In the NT 'diakonos' means 'servant' or 'minister' and in Phil.1:1 and 1 Tim. 3:8 clearly refers to a church officer, though the duties are not specified. As forms of ministry developed it came to refer to the third order of ministry, after bishop and presbyter (priest), concerned with care of the poor, administration, teaching and assistance in worship. But in time the office became chiefly a step on the way to the priesthood and was restricted to men. This has remained so in the Orthodox, RC and Anglican Churches until very recently, when a permanent diaconate has been reintroduced. Among Churches of the Reformation and in English Dissent deacons were introduced in various ways, but as lay officers concerned with administration and charity. In the nineteenth century orders of deacons and deaconesses for the relief of poverty and need proliferated, exemplified in Methodism by the NCH Sisters, the West London Mission Sisters and the Deaconess Orders.
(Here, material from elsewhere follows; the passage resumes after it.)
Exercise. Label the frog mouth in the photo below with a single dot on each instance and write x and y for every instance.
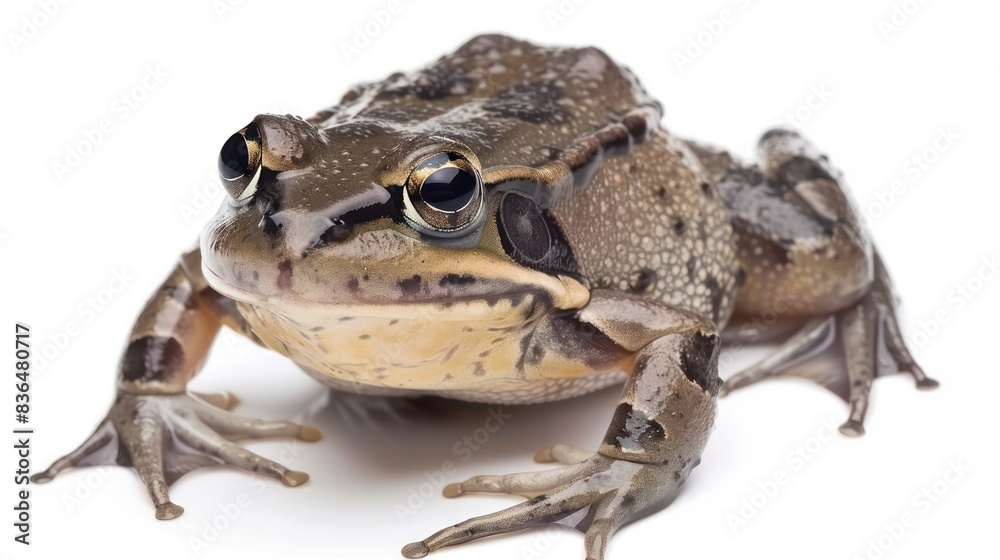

John Wesley ordained some of his preachers as deacons prior to their ordination as elder. This practice was retained in American Methodism until 1996, but was soon abandoned in Britain. Official British statements have tended, as late as 1960, to regard stewards in their administrative and financial roles as the equivalent of NT deacons. But during the twentieth century the office of deacon has undergone widespread reappraisal in most Churches and this has influenced more recent Methodist thinking, resulting in a new Diaconal Order. The Methodist Church therefore now recognizes two orders of ministry, the presbyteral and the diaconal. Deacons, both men and women, are ordained for life and on reception into full connexion are admitted to membership of the Order. They are itinerant and their calling is to represent and make visible the servant ministry of Christ and the Church's calling to servant ministry in the world. In 1996 a similar position, but without itinerancy, was adopted in America by the UMC.